Re: Alternative algorithm for timeouts from Michiel de Jong on 2017-07-19 (public-interledger@w3.org from July 2017)

From: Michiel de Jong <michiel@unhosted.org>
Date: Wed, 19 Jul 2017 14:08:28 +0200
To: Enrique Arizon Benito <enrique.arizon.benito@everis.com>
Cc: David Fuelling <dfuelling@sappenin.com>, "public-interledger@w3.org" <public-interledger@w3.org>
Message-ID: <CA+aD3u1PQMT-HQF=FaGKQ9dfGKrGGkaX=Xy4fQk1DR8Rk4iSpQ@mail.gmail.com>
Hi Enrique,

I think I understand now what you're getting at; basically, if there is a
network outage, wait a bit longer before you time out the transaction.
Right? Your point reminds me of
https://github.com/interledger/rfcs/issues/159, and I guess it's one of the
more confusing things when you first start to think about how the
Interledger protocol works. The hard timeouts used by Interledger require
connectors to take a fulfillment risk: they have to set a minimal message
window, and if they set this value too low, it might be that in practice
they are too slow (because of server load, or network downtime), and they
lose money.

There is a reason though for the hard timeouts: it provides a predictable
end-to-end experience: delivery on time, or your money back. The fact that
connectors give you a sort of SLA and take care of the timeout risk, means
that you as a sender don't have to, and you can count on a hard guarantee.
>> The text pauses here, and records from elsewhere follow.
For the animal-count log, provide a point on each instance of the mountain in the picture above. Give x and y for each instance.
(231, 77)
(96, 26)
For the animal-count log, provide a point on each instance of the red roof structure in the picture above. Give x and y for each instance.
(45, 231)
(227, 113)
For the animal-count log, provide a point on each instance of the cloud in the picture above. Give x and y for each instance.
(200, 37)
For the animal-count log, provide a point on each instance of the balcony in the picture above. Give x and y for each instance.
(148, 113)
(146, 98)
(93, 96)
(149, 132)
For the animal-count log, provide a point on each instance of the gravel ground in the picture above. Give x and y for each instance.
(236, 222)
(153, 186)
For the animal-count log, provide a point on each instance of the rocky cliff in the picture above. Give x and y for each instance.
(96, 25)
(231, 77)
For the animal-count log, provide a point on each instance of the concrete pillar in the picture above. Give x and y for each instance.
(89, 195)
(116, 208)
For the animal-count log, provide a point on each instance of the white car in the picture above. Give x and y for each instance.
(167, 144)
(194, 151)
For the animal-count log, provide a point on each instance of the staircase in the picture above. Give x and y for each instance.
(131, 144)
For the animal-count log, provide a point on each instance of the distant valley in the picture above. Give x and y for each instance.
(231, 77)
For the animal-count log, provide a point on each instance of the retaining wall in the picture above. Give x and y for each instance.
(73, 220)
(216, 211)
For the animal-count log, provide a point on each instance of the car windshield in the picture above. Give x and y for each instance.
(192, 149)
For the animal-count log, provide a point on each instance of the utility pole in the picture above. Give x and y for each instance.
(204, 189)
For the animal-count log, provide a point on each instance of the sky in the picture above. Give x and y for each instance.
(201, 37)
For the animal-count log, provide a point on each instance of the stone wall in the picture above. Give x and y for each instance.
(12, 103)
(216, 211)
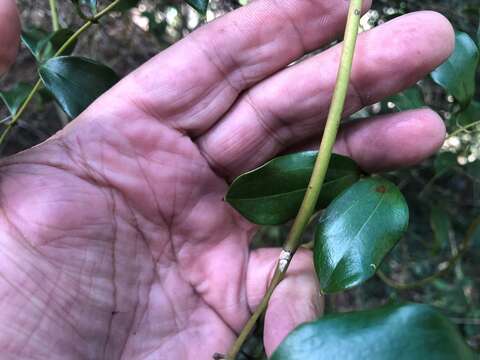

You can't tell the next connector "it's ok if you're a bit late", because
that only works if your own previous connector is also so kind to you, and
so that's just moving the risk from one connector to the previous one.

You could also set a very high timeout, which only ever gets reached if the
comms links are really down. But that will only benefit the first few
connectors on the path, only up to the point that their previous connector
is willing to keep money on hold for them.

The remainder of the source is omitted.